Why Do African-Americans So Love Barack Obama?
Another story from the White House: Tom McLellan and I were in the White House Mess, taking a new, Asian-American member of the Administration to lunch. The man espied an African-American White House staffer whom he had known years before. They both jumped up in surprise and hugged each other in recognition. And then a second squeeze and loud laughter. As Steinbeck once wrote, I thought I saw the beginning of a tear in their eyes but maybe it was in my own. I knew what that second hug meant: We. Made. It. People of color made it. From slavery and Jim Crow and racial oppression to the West Wing. I will always be grateful to President Obama for making this possible, but as a white person I cannot fully understand experientially what those two fine men and countless other people of color receive in their hearts every time it hits them that the President of the United States is an African-American.

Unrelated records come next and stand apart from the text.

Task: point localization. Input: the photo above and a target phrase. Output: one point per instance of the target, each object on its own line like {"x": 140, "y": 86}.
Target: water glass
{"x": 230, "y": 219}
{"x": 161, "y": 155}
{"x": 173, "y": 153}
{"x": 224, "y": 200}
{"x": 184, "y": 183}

Understanding that reality, I cringe at the white, alleged liberals who call on Obama to acknowledge that his is a failed presidency. They want the first Black President in history to, effectively, announce that he is a bumbling affirmative action baby, apologize for being so uppity as to have ever assumed otherwise and resign in disgrace so that Hillary Clinton or some other qualified (i.e. white) person can lead the party. Would that such white “progressives” were required to focus group their proposal in a locked room with a random sample of 20 African-American women. Fortunately, the President has ignored their call to set back race relations a generation and crush the optimism he has generated among people of color nationally. These attacks on the President, like others, generally go nowhere with African-Americans; indeed they may even strengthen their commitment to him.
But all that said, my own question of why Blacks so love Obama elides the broader reality evidenced by their very high approval ratings of a white Democratic President, Bill Clinton. Blacks have a special place in the hearts for Barack Obama, but fundamentally, if you are a Democratic President, Black people in this country have your back.
What Some White Liberals Could Learn From Black Liberals
Many white progressives have remained loyal to the President they elected. But imagine the situation if all white liberals were as consistently supportive of their Presidents as are Black liberals. President Obama would currently be assured of easy re-election and the Congress would know it, making his negotiating hand infinitely stronger. Democratic donors could re-direct money to Congressional races secure in the knowledge that Obama’s re-election was a lock. Instead, like all Democratic Presidents, Barack Obama knows he is leading an army in which some of the troops (as Chait notes) were calling him a traitor even before he got sworn in and an increasing number are looking to abandon the field. In that situation, a rational commander looks for an accommodation with the other side because he can’t win with a half-committed army versus a fully-committed one. A subset of white liberals are thus creating the conditions for their own disappointment, and for that of those white and black liberals who have kept the faith.
Why aren’t white liberals as consistently supportive of their Presidents as Black liberals? Despite massive, heroic progress in racial equality in the United States, white people still get their way more often or not. And it’s easy to get used to that. Black people, even highly accomplished Black people, are more aware that all change is resisted, good things don’t happen without years of sustained work, and that often you have to work twice as hard to get half as much. They don’t expect a yellow pony for a birthday present and thus they don’t feel that someone has failed them when it isn’t delivered giftwrapped to their door. That makes them the grown-ups of the American left, whom the hold-your-nose set would do well to emulate.